A student in my class (Andrey Sarantsev) just pointed out to me that
in Sage-4.8 and Sage-5.0, we have

sage: I^(0.5)
None

What?  That's not good.

I'm not just putting this on trac, because I don't even know how to
search for whether this is there already.  This seems like it should
be a blocker bug.

  -- William


Put me out of my misery. What is sqrt(i), and why? I've only ever raised i
(or j as us engineers use) to integer powers.

For starters, sqrt(i) is a number whose square is i, and engineers
know what "squaring" is.

If you write a complex number z in polar coordinates as z =
rho*exp(I*theta) and alpha is real number, a common choice for the
meaning of z^alpha is

    z^alpha = rho^(alpha) * exp(I*theta*alpha)

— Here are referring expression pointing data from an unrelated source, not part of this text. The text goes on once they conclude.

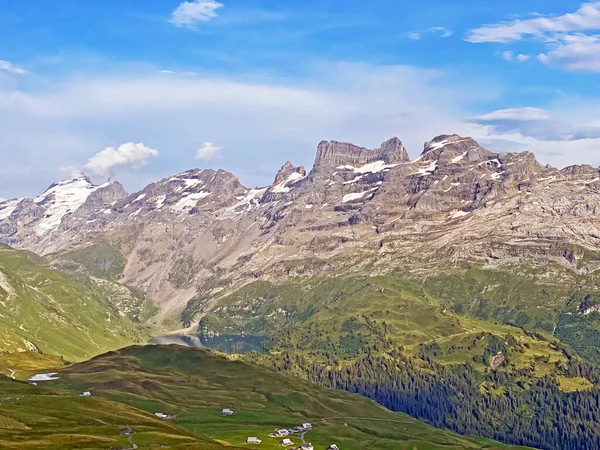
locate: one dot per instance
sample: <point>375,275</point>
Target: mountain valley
<point>463,274</point>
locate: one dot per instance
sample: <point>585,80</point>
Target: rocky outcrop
<point>356,208</point>
<point>333,153</point>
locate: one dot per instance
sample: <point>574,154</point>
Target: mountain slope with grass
<point>45,311</point>
<point>33,417</point>
<point>194,385</point>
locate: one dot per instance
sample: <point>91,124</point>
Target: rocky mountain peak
<point>454,149</point>
<point>286,170</point>
<point>333,153</point>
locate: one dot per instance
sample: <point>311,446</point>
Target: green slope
<point>194,385</point>
<point>36,418</point>
<point>42,310</point>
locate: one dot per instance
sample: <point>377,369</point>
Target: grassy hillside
<point>42,310</point>
<point>194,385</point>
<point>467,316</point>
<point>36,418</point>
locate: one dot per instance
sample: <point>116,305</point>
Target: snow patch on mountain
<point>64,197</point>
<point>282,187</point>
<point>426,170</point>
<point>357,195</point>
<point>374,167</point>
<point>7,207</point>
<point>189,201</point>
<point>246,203</point>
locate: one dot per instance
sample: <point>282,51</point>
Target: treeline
<point>512,408</point>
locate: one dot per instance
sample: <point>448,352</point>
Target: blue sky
<point>246,85</point>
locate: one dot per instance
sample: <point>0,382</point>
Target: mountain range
<point>201,233</point>
<point>466,277</point>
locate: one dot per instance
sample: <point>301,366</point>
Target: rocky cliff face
<point>202,230</point>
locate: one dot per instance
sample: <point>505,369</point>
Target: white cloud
<point>190,14</point>
<point>574,52</point>
<point>587,17</point>
<point>262,123</point>
<point>571,41</point>
<point>565,122</point>
<point>126,155</point>
<point>208,151</point>
<point>262,120</point>
<point>441,32</point>
<point>527,113</point>
<point>9,67</point>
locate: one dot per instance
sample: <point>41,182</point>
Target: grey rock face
<point>333,153</point>
<point>458,201</point>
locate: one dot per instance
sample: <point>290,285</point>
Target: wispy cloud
<point>191,14</point>
<point>441,32</point>
<point>509,55</point>
<point>521,114</point>
<point>540,124</point>
<point>571,41</point>
<point>208,151</point>
<point>587,17</point>
<point>125,155</point>
<point>9,67</point>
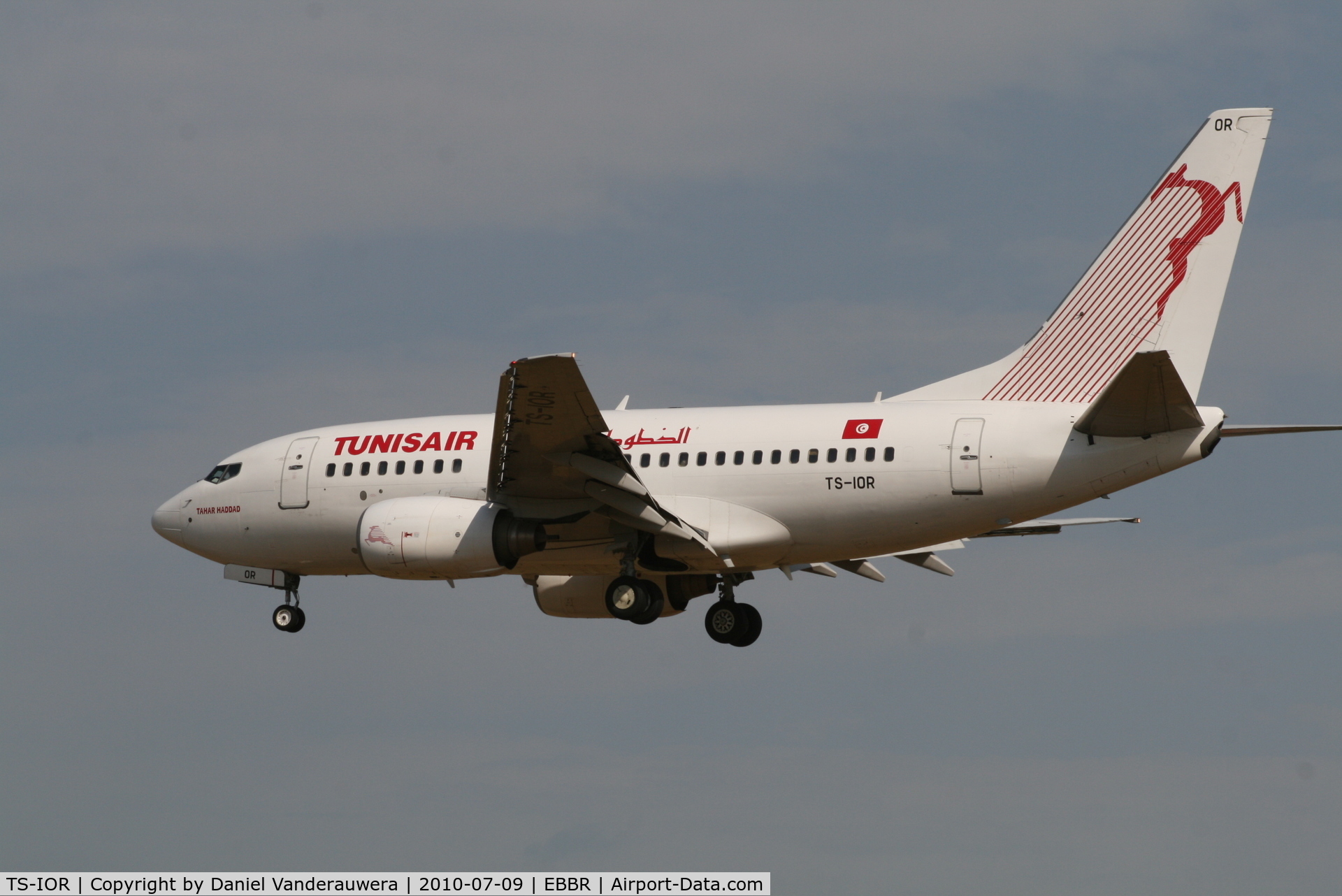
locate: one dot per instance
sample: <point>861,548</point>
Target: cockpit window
<point>222,472</point>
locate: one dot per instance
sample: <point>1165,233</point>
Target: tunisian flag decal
<point>862,430</point>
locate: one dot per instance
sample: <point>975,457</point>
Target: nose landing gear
<point>289,617</point>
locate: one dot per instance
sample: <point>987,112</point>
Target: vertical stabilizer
<point>1157,286</point>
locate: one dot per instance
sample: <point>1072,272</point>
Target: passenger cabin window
<point>222,472</point>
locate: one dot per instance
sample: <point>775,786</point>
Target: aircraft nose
<point>167,521</point>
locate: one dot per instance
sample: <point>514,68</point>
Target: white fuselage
<point>774,484</point>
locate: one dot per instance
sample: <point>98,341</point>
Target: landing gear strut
<point>289,619</point>
<point>730,623</point>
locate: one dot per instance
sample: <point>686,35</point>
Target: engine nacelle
<point>583,597</point>
<point>435,537</point>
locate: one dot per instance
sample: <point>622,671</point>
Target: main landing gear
<point>289,619</point>
<point>730,623</point>
<point>640,601</point>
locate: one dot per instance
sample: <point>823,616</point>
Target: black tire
<point>284,617</point>
<point>751,630</point>
<point>627,597</point>
<point>656,602</point>
<point>723,621</point>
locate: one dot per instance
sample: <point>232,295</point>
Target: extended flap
<point>545,408</point>
<point>1145,398</point>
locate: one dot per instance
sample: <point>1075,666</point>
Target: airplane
<point>631,514</point>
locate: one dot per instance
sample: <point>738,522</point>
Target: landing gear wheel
<point>655,604</point>
<point>628,598</point>
<point>725,621</point>
<point>287,619</point>
<point>751,630</point>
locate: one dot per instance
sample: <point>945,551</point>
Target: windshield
<point>222,472</point>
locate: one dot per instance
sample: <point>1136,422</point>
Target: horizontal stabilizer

We have I = exp(I*pi/2), so I^(1/2) = exp(I*pi/4).  In terms of the
standard picture, it's a point on the unit circle at a 45 degree angle
from the x-axis.

sage: CC(I^(1/2))
0.707106781186548 + 0.707106781186547*I


I have a concern over I^(0.5). It is plus or minus (1+I)/sqrt(2). The difficulty I have is with the "plus or minus". It is possible to define the positive square root of a real number so that sqrt(ab)=sqrt(a)*sqrt(b). But you cannot define the "positive" square root of a complex number and still retain that identity.